Installée à la terrasse d’un café du centre-ville, Nina raconte ainsi les portes closes et les dialogues de sourds durant ses journées de tractage pour la candidate NFP Karen Erodi, durant l’entre-deux-tours. “Certains refusaient purement et simplement de nous parler, ils voyaient la députée sur le papier et c’était le rejet total. C’est impossible de se parler, et quand on y arrive quand même, ils ne ressortent que les clichés sur l’immigration, sans argument de fond”, estime-t-elle. Nadia Gil, représentante syndicale pour la CGT Tarn Ouest, sent également un discours “plus affirmé et tendu” chez certains électeurs. “Chacun campe sur ses positions. Les gens se respectent encore un minimum, mais on sent qu’il ne faut pas trop gratter. Les municipales vont vite arriver, et beaucoup se demandent ce qui va se passer”, explique-t-elle.

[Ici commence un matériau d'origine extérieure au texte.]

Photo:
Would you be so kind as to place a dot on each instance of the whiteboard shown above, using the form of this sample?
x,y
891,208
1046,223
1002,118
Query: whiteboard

Nadia Gil, représentante syndicale CGT, ne peut qu’observer la montée du RN dans ce territoire historiquement de gauche.

Sur le marché du dimanche matin, où se mêlent commerçants des villes alentour et électeurs de toutes étiquettes politiques, les tensions des semaines précédentes laissent un souvenir cuisant. “Les militants NFP et RN tractaient chacun de leur côté, mais on pouvait sentir la pression monter”, glisse un vendeur. “Les militants NFP m’ont tout de suite cataloguée RN quand j’ai refusé un prospectus, alors je préfère ne plus parler de politique !” s’excuse une autre. “Moi, je suis soulagée que la gauche soit passée, mais je ne préfère pas provoquer trop de discussion politique ici. Je n’ai pas envie de voir le côté obscur des gens”, lance une électrice de gauche, avant de retourner à ses achats. A quelques mètres de là, sur les murs en pierre de la ville, une affiche électorale de Karen Erodi s’effrite déjà. Celle du candidat Julien Bacou a été recouverte d’une publicité pour le festival culturel de la ville, tandis que les tags “Votez NFP !” seront, eux, bientôt nettoyés par la municipalité. Jusqu’aux prochaines élections.